Editors Note: Kajillionaire is now playing in theaters. Below is Melanie Addington’s review from Sundance 2020.
(The 2020 Sundance Film Festival ran January 23-February 2 in and around Park City Utah. Hammer to Nail has boots on the ground at the fest and guarantee more coverage thank any other site out there. Like what you see here on Hammer to Nail? Why not give just $1.00 per month via Patreon to help keep us going?)
Miranda July’s latest Kajillionaire is a heist family film that really is so much more. After taking a break from film since 2009, July shifts gears for this ensemble piece about a quirky family that lives an alternative lifestyle in Southern California despite a deep fear of earthquakes.

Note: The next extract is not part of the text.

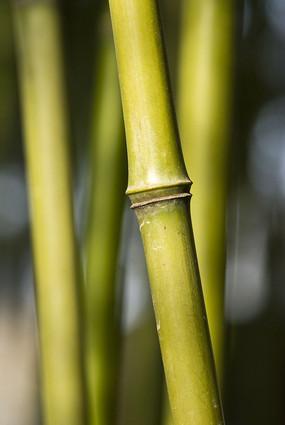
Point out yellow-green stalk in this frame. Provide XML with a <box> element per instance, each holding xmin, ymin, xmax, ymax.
<box><xmin>13</xmin><ymin>1</ymin><xmax>85</xmax><ymax>424</ymax></box>
<box><xmin>85</xmin><ymin>12</ymin><xmax>126</xmax><ymax>425</ymax></box>
<box><xmin>108</xmin><ymin>1</ymin><xmax>224</xmax><ymax>424</ymax></box>
<box><xmin>178</xmin><ymin>0</ymin><xmax>234</xmax><ymax>382</ymax></box>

The family is terrible at conning others until they connect with Melanie, played by Gina Rodriguez, to try a bigger con. But their life is always waiting for “the big one” that stops them in their tracks every time a tremor occurs. What starts as somewhat of a fun premise ends up infused with a beautiful romance, a real awakening and a clever ending.

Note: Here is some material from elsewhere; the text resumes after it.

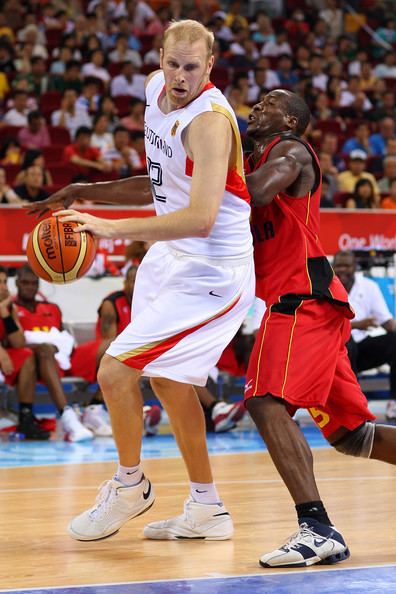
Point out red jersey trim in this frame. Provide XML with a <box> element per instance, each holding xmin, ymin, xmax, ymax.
<box><xmin>185</xmin><ymin>157</ymin><xmax>250</xmax><ymax>202</ymax></box>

Each character actor in this, Debra Winger (Theresa), Richard Jenkins (Robert), Evan Rachel Wood (Old Dolio) transform themselves for these roles. As much as this is an ensemble piece, it is truly Woods’ performance as Old Dolio that keep audiences captivated. Woods entire physicality is unique in this role and she changed her voice to take on the character who struggles to connect with others. Being raised by Theresa and Robert she struggles to bond with anyone and Wood deftly handles the character’s strides for change. Her desire for affection is finally met by Melanie who she first rebukes.

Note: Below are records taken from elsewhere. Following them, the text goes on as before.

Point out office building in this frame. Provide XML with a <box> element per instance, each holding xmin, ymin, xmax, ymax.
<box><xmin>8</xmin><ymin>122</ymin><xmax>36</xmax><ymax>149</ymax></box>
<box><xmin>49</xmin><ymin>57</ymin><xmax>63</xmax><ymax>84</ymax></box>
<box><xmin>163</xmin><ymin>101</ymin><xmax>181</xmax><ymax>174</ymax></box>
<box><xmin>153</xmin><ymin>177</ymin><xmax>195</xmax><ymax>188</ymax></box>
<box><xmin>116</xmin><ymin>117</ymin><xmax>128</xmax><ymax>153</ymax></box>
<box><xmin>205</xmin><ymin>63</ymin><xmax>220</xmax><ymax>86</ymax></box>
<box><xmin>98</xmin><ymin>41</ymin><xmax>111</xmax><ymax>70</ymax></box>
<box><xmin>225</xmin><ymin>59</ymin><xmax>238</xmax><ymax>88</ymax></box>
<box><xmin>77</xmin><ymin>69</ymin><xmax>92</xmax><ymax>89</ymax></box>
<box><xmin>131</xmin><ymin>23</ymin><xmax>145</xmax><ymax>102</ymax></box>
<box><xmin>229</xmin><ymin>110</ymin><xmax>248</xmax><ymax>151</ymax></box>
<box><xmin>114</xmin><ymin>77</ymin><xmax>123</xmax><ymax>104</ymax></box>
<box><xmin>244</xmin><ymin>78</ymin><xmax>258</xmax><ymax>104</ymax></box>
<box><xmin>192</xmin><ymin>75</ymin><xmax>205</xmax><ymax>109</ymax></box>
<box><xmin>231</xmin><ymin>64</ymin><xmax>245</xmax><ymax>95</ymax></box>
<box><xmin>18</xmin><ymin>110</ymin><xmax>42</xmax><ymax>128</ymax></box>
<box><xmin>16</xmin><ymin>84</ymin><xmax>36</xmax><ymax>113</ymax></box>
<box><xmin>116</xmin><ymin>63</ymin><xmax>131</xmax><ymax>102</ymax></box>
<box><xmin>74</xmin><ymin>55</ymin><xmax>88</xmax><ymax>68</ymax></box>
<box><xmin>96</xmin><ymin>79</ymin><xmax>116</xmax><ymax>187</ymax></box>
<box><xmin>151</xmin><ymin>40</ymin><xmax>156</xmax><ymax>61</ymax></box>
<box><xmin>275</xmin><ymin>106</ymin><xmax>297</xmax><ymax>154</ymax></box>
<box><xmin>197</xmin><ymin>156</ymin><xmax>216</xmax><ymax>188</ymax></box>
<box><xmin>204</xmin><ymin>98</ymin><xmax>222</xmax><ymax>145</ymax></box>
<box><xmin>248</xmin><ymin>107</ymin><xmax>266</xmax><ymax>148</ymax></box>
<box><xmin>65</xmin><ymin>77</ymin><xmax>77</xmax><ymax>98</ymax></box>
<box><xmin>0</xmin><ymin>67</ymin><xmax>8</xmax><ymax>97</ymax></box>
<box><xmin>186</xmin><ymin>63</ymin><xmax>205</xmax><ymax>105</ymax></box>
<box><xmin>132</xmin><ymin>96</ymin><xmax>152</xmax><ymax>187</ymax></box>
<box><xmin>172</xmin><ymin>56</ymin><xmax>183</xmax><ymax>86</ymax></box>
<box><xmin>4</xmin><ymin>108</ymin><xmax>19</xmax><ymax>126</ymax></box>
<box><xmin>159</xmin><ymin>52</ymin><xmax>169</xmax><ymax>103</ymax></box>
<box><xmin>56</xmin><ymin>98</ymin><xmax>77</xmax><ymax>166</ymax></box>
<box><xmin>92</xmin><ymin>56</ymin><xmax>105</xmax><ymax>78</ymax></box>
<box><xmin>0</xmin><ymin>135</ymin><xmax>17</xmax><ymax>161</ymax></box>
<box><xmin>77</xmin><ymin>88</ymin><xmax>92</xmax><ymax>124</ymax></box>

While never quite clear on the motivation of Melanie to be connected to this family, it is apparent why Robert wants her around from early on. Old Dolio is fearful of her ties to her family but then becomes drawn to her bubbly personality so unlike her own. Woods and Rodriguez’ friendship is natural yet uncomfortable and serves as a real catalyst for Woods’ character to branch out on her own. Her parents, unable to give her what she needs, do what they can to prove they love her. From surviving in a bubble factory cleaning soap off the walls each day as a team to attempting Old Dolio’s con idea, the family unit is dysfunctional but tries to be more.
I’ve been a fan of July’s since Me and You and Everyone We Know but she elevates her directional style with a quirky yet solid structure of a plot in Kajillionaire. As much as the film is about realizing your own identity separate from your family, it is also at heart a love story.